Since the data on DPS will consist of replicas, organizations will be able to make tape backups of the DPS server data at any time without affecting production servers. DPS-enabled tape backup products will be available from vendors such as Computer Associates and CommVault. The DPS server will be able to perform as the tape backup server or run a remote backup agent that copies selected snapshots to a separate backup server over the network, which can also be separated from the production network.

DPS will provide an administrative interface to configure policy options, schedules, replication settings, and so on. One attractive option: end users will be able to use Windows Explorer extensions for Windows XP and Windows 2000 Workstation, or "File Open" dialog boxes in Office 2003, to connect to the DPS server, navigate to the replica of the server they need to restore data from, and copy or open snapshots of any files for which they have read permissions.

(For a graphical illustration of the way the system works, see "Data Protection Server System Architecture".)

Serious Limitations in First Release

DPS is not intended to replace tape backup. Tape is still needed for offsite data storage for disaster-recovery purposes and to meet requirements for long-term data retention and archival policies that conform to government regulations.

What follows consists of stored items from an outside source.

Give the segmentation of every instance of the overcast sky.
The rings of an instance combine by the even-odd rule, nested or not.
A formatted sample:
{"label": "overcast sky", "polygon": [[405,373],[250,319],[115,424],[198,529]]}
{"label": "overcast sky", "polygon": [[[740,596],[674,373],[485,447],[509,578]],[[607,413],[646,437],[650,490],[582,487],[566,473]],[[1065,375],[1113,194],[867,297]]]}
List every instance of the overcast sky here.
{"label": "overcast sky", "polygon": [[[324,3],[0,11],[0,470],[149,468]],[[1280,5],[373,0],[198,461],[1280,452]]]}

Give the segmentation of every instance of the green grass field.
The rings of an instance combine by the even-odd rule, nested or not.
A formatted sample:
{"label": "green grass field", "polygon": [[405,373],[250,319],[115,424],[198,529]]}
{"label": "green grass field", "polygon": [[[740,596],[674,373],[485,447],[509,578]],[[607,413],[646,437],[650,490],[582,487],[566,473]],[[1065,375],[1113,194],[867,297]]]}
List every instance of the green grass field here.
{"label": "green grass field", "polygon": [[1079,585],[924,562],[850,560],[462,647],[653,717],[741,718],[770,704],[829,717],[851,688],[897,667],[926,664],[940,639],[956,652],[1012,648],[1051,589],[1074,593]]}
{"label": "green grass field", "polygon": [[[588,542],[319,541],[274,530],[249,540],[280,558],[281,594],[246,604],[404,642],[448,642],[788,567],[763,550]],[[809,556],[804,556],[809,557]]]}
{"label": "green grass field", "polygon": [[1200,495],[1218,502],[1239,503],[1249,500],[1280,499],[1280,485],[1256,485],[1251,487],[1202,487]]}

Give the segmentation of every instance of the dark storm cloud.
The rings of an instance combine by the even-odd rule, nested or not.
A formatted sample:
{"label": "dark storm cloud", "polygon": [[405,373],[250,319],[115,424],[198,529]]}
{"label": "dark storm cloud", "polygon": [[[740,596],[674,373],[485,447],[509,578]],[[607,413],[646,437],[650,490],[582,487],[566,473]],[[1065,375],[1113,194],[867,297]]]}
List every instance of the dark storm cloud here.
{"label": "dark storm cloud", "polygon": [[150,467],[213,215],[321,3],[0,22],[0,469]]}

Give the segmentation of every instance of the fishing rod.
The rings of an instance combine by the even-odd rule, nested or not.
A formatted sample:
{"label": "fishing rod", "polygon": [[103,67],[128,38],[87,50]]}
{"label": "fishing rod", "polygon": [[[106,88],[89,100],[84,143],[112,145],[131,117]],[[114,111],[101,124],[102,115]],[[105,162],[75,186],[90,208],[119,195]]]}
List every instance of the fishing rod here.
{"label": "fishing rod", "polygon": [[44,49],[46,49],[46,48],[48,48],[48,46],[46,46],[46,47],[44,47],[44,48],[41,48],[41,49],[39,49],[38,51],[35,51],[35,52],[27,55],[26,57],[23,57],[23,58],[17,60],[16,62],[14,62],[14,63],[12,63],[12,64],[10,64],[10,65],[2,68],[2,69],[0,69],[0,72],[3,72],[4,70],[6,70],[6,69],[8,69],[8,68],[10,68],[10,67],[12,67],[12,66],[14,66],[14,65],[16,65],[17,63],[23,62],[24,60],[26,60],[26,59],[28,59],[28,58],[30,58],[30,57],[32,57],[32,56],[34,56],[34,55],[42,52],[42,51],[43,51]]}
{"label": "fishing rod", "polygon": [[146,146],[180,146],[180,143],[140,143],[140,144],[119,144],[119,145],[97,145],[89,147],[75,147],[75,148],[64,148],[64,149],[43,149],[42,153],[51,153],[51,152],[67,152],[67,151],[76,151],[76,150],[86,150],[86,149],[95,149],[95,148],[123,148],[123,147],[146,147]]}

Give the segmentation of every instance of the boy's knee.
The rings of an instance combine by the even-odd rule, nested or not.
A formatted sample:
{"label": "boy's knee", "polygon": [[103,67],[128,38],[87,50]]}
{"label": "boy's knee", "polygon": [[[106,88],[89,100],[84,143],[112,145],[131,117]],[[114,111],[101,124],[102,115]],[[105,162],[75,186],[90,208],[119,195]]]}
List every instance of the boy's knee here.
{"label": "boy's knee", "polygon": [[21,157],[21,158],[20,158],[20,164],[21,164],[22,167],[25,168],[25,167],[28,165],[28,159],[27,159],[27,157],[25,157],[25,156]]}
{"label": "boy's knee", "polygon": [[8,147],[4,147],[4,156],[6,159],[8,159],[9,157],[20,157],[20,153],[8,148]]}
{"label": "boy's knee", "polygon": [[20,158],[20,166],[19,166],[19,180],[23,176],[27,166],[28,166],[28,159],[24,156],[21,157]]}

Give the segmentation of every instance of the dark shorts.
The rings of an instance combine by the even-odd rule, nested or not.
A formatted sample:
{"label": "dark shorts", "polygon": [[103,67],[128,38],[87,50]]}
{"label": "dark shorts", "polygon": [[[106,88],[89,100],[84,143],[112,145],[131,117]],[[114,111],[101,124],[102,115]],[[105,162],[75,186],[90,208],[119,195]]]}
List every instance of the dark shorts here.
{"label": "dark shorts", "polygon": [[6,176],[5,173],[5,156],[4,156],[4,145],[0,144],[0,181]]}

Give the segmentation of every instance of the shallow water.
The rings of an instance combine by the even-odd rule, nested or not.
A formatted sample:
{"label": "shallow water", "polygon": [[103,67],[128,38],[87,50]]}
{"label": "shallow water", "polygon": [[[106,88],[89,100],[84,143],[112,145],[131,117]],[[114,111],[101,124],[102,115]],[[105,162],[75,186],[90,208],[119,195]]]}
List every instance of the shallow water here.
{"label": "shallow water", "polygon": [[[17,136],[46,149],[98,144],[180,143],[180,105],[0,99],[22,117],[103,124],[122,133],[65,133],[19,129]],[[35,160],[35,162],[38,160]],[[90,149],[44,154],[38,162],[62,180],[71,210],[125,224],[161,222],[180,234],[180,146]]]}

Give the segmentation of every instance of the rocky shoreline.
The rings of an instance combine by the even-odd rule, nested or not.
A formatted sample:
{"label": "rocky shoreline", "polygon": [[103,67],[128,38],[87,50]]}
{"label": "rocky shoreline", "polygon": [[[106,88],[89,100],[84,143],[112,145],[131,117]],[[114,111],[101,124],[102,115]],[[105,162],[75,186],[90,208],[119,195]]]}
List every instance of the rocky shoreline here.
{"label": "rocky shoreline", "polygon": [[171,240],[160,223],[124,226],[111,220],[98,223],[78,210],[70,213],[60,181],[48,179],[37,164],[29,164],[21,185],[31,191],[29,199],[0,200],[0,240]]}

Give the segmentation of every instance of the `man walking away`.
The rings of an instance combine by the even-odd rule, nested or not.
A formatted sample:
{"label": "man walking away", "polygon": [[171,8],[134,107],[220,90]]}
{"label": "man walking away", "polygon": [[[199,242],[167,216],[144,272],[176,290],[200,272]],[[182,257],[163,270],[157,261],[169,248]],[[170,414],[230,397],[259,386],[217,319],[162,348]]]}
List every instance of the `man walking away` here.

Although the need for tape is by design, the first edition of DPS has other limitations that will reduce its overall appeal for many customers. DPS can replicate normal files only, which excludes live databases such as Exchange, SQL Server, and the Windows Registry. Because it cannot store the system state contained in the Registry and several other OS files, DPS cannot be the sole means of backing up a server, so the servers still must run tape backup agents to capture this information and send it to a tape backup server.

While organizations might be tempted to use DPS to back up servers in remote locations via their WAN, DPS imposes another restriction: the server being backed up and the DPS server must reside in the same Active Directory domain. This means that organizations that built forest-level structures with separate domains for their remote locations cannot consolidate backup to a central DPS computer.

Microsoft intends to rectify these limitations in future editions.

Resources

Preliminary information on DPS can be found at www.microsoft.com/windowsserversystem/dps.